Sunday, January 10, 2010

Practice with Field Trial Group

Cheltenham

After a hiatus of several months, the dogs and I once again trained with Charlie and Milly, the owners of the property where we often train in Cheltenham, MD. Besides Charlie and Milly, some other trainers we've trained with in the past were also there.

Before the others arrived, I ran each dog on a triple blind, 90-140-190 yards. Laddie had an easy time with all of them. Lumi did well on the first two but went OOC on the long one, apparently becoming distracted by the nearby icy water and a decoy, or perhaps a live bird. By that time others had begun to arrive, so I walked halfway out and handled Lumi from that distance to the blind.

With temps in the high teens and gusty wind, and with ice covering most of the ponds and channels, water training was out of the question, so the group ran two land series, each with a duck flyer in the center and two longer retrieves with previously shot ducks to either side.

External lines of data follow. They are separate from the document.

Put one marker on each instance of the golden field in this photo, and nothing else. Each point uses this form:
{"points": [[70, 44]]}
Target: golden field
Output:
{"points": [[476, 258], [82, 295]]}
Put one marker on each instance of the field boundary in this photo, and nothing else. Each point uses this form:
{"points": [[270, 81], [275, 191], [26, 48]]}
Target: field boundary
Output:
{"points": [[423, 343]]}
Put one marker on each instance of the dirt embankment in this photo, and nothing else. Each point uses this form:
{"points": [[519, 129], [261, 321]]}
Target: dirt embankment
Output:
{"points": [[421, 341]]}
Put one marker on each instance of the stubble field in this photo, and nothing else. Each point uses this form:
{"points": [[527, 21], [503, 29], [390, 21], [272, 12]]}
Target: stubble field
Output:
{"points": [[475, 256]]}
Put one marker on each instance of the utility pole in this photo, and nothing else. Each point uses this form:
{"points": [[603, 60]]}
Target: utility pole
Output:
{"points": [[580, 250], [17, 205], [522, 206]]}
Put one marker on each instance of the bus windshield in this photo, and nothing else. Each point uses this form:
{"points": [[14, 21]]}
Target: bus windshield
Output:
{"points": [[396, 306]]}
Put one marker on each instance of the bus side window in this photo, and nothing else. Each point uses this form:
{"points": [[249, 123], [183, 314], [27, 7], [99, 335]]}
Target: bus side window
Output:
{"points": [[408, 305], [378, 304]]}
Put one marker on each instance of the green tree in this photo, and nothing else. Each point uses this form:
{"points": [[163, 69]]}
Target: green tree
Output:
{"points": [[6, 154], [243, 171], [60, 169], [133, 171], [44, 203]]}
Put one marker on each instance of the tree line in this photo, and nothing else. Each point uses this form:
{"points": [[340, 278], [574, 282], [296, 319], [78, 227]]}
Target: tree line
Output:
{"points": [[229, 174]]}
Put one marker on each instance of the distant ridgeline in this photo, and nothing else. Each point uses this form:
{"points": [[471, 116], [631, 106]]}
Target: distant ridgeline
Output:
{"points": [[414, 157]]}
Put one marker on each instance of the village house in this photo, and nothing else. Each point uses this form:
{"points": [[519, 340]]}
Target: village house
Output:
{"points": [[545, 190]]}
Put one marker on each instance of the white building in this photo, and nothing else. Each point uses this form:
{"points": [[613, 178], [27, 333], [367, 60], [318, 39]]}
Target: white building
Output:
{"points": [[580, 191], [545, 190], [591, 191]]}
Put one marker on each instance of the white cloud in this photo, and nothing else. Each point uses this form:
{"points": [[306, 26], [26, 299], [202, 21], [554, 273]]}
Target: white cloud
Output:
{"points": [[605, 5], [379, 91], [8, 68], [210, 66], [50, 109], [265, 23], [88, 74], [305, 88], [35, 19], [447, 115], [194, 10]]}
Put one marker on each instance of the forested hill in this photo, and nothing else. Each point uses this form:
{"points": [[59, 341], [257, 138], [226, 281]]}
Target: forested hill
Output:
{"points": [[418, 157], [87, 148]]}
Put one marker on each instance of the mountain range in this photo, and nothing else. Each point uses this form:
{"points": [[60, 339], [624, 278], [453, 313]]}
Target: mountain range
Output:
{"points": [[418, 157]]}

Both of the set-ups were tight, and keeping the dogs attention on the throws to the flanks, with the flyer station in the center, proved to be a challenge for most of the teams. I was the only person who honored his dogs, and I did so with the dogs on lead just in case, though neither came close to breaking while honoring.

I think we had a total of nine dogs. One trainer had both of his dogs run the first series as a triple, and ran his younger dog on the second series as a triple while resting his older dog. Aside from that, every other dog ran both series as singles with one other exception: for the second series, I had Laddie run a double with the flyer and the shorter station, then a single with the long bird, and I had Lumi run just the double to preserve her soundness.

Another modification I made was to move up our SL on all the retrieves except the flyer on the first series. The retrieves were still long by HT standards, and Laddie's long single was still over 200 yards.

But my focus was not primarily on challenging Lumi and Laddie. My main concern was that my dogs would make high quality pick-ups and returns, and I felt the original SLs made that somewhat riskier.

As it turned out, Laddie's pickups were all excellent and the only problem with his returns was his stopping to mark. Lumi was slow on picking up the two flyers, spending some alone time with them first, but her pickups on the dead birds were fine and all her returns were solid, if slower in the second series than the first.

I was pleased with our return to training with the group.